Per una singolare concomitanza sono alcuni di questi avvenimenti – l’opposizione socialista alla guerra di Libia e l’espulsione di Bissolati e degli altri riformisti a Reggio Emilia – ad attirare l’attenzione di Lenin. Lenin era stato in Italia nel 1908 e nel 1910, a Capri, per incontrarvi Gorkij. Ma soltanto in questa fase comincia ad interessarsi organicamente ai problemi Italiani, scrivendo note di commento ad essi e seguendo attentamente l'”Avanti!” mussoliniano.

Lenin annetteva grande importanza al fatto che “gli opportunisti, con Bissolati alla testa, erano stati allontanati dal partito” e che mentre “gli operai della maggior parte dei paesi europei sono stati ingannati dall’unità fittizia degli opportunisti e dei rivoluzionari, l’Italia è una felice eccezione, un paese dove, in questo momento, non c’è un simile inganno“.

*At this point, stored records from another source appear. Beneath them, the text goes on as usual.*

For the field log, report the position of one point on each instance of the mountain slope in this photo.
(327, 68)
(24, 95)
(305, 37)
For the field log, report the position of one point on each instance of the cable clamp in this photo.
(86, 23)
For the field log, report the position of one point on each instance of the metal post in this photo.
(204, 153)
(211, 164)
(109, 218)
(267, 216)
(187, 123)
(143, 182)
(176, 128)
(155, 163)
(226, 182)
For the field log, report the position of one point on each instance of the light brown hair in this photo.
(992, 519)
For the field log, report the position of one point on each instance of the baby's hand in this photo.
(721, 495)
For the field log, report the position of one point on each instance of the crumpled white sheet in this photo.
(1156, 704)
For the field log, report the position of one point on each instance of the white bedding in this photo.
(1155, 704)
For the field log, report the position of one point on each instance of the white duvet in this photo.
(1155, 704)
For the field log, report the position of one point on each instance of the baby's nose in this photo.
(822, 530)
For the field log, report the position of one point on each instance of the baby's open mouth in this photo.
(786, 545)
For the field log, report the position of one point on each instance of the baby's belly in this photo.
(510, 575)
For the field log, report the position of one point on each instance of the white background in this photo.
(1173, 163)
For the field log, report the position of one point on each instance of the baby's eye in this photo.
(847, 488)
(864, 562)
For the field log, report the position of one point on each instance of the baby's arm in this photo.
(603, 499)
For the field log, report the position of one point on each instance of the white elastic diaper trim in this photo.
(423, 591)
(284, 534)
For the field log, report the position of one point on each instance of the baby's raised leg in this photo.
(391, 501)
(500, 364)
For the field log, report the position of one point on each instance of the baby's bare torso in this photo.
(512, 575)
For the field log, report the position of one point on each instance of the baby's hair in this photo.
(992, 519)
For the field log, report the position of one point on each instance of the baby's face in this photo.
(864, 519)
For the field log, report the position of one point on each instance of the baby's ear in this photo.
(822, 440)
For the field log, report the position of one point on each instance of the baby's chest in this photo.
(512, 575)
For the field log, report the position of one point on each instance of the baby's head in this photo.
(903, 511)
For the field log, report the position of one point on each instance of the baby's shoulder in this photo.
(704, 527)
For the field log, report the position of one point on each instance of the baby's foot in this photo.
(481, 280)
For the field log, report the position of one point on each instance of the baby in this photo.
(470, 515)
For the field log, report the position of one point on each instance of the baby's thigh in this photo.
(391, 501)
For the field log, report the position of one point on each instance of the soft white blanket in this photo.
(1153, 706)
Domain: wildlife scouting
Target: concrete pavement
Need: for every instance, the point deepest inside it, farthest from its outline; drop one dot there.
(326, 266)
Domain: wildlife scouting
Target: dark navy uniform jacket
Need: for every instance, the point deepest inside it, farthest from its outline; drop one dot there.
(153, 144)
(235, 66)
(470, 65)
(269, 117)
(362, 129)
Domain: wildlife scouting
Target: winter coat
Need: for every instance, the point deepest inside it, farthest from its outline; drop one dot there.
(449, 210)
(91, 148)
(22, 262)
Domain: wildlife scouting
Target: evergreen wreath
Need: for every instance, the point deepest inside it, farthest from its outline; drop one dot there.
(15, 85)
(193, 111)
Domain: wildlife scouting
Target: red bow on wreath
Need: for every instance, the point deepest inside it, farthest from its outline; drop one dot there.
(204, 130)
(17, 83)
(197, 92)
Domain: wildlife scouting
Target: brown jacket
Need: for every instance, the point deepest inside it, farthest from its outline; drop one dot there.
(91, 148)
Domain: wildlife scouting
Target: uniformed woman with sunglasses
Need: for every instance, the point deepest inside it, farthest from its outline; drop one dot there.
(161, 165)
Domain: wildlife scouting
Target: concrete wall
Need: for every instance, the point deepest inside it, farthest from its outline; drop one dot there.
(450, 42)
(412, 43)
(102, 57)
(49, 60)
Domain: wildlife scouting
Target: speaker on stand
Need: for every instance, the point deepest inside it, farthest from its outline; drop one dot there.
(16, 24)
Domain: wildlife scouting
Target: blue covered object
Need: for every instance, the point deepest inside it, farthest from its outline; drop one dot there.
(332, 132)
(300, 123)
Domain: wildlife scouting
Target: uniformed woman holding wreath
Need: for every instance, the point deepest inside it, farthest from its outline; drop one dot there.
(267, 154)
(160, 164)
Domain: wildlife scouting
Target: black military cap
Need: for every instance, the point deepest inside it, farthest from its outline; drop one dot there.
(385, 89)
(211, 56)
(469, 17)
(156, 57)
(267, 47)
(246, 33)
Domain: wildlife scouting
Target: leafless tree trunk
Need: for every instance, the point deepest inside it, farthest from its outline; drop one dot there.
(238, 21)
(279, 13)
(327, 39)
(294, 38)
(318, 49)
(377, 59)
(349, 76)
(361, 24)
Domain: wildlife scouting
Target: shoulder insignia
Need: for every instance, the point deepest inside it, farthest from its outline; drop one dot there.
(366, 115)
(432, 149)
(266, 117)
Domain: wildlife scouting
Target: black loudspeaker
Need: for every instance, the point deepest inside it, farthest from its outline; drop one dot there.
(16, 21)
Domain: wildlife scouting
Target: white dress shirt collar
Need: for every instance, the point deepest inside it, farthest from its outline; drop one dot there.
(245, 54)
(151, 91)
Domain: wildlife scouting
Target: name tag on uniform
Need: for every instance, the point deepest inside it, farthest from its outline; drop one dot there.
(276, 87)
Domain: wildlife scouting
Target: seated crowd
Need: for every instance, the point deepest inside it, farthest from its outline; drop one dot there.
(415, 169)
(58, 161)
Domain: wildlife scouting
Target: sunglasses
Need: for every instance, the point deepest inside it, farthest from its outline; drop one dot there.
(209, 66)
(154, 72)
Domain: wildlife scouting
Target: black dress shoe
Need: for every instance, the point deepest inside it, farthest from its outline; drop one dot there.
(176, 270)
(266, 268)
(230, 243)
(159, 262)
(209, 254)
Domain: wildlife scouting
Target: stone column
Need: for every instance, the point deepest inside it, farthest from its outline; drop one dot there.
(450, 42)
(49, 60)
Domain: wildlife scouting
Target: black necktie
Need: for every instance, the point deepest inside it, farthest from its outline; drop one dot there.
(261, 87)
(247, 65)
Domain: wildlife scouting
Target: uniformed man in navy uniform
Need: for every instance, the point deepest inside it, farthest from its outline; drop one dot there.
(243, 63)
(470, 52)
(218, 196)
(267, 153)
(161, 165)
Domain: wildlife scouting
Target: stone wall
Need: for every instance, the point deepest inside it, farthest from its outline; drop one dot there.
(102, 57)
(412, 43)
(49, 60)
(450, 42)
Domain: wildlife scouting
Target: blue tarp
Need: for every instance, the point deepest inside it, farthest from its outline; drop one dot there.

L’interesse di Lenin si manifesterà ancor di più in seguito, alle soglie del conflitto mondiale. Ma va detto che Lenin non era del tutto sconosciuto in Italia, essendo stato citato, già dal 1902, in uno scritto di Achille Loria, l’economista socialista che aveva goduto di grande prestigio, e non poche volte dall'”Avanti!” e da altre pubblicazioni del PSI, mentre la “Critica Sociale” aveva pubblicato un scritto di Rosa Luxemburg, polemico nei suoi confronti.

Gli interventi di Lenin sulla situazione italiana si intensificheranno negli anni successivi, negli anni cioè della prima i guerra mondiale e del dopoguerra, sviluppando quei temi che caratterizzavano il suo pensiero già nel primo decennio del secolo, e di cui qualche eco era giunta anche in Italia.